The great migration of corals is part of a much larger history of marine adaptation to climate change.

History suggests that the potential for reef expansion outside the tropics in the 21st century could be considerable. At the height of the Holocene, 6,000 years ago, when the sea temperature was about 3.5 ° F warmer than today, the Coral reefs extend much further north and south than in recent times, explains Denis. The coasts of Florida and southern Japan, both of which are important in current migration, have been among those that have benefited.

According to Adriana Verges of the University of New South Wales, Australia, the great migration of corals is part of a much larger history of marine adaptation to climate change. Warm ocean currents from the tropics create hot spots that allow the spread of not only coral but also tropical fish species that graze there. It calls this a "global tropicalization" of ocean ecosystems.

Among the herbivorous travel companions are the rabbit, which has moved in large numbers to the east of the Mediterranean via the Suez Canal, as well as unicorn fish, parrot fish and surgeonfish. .

Newcomers can be voracious. Parrot fish that invade the Florida coast consume seagrasses five times faster than native grazers. And here the concerns are growing. On tropical reefs, such hungry herbivores play a valuable role in suppressing algal growth and thus helping to maintain the dominance of native coral. They can also help the recovery of corals after catastrophic events such as bleaching.

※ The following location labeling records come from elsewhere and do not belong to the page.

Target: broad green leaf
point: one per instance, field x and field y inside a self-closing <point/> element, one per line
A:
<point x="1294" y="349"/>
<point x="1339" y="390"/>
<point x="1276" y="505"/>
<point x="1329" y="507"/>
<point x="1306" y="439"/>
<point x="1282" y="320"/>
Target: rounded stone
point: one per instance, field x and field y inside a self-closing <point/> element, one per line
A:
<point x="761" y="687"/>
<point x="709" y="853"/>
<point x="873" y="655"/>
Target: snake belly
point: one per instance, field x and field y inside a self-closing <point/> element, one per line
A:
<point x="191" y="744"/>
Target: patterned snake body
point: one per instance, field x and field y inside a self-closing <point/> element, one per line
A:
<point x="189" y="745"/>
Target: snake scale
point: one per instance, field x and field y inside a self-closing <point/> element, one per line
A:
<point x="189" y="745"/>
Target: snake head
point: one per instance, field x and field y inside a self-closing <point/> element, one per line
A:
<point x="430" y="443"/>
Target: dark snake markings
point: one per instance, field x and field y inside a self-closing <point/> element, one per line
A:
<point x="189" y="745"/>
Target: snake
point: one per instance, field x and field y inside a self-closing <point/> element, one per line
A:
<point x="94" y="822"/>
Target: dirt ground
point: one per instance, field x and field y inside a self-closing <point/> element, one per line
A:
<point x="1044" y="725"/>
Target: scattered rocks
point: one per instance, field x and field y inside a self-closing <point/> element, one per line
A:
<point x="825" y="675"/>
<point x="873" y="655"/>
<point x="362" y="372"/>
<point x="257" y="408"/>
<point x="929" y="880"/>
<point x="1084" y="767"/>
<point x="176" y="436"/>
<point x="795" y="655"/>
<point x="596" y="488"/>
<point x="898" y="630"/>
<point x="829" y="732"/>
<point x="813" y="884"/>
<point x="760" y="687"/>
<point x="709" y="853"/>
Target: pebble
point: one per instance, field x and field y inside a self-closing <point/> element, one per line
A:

But the arrival of pastures outside the tropics can destroy existing ecosystems.

Vulnerable ecosystems include kelp forests, extremely productive coastal habitats of up to tree-sized algae. According to Verges, in southern Japan invasive parrot fish and rabbit fish have eaten kelp forests on thousands of acres, thus cleaning up the seabed for coral reef construction. Japanese fishermen gave a name to the decrease in the number of kelp beds and algae: the isotake.

Should we consider such changes as the destructive invasion of alien species or the successful migration of an ecosystem threatened by climate change? There is no easy answer. As Satoshi Mitarai of the Japan University of the Okinawa Institute for Science and Technology says, a co-author of Price's paper: "The lines are really starting to fade away from what is a native species and when ecosystems are functioning or are deteriorating.

Correction of August 22, 2019: An earlier version of this article incorrectly indicated the latitude of Sydney, Australia. The city is located 30 degrees south.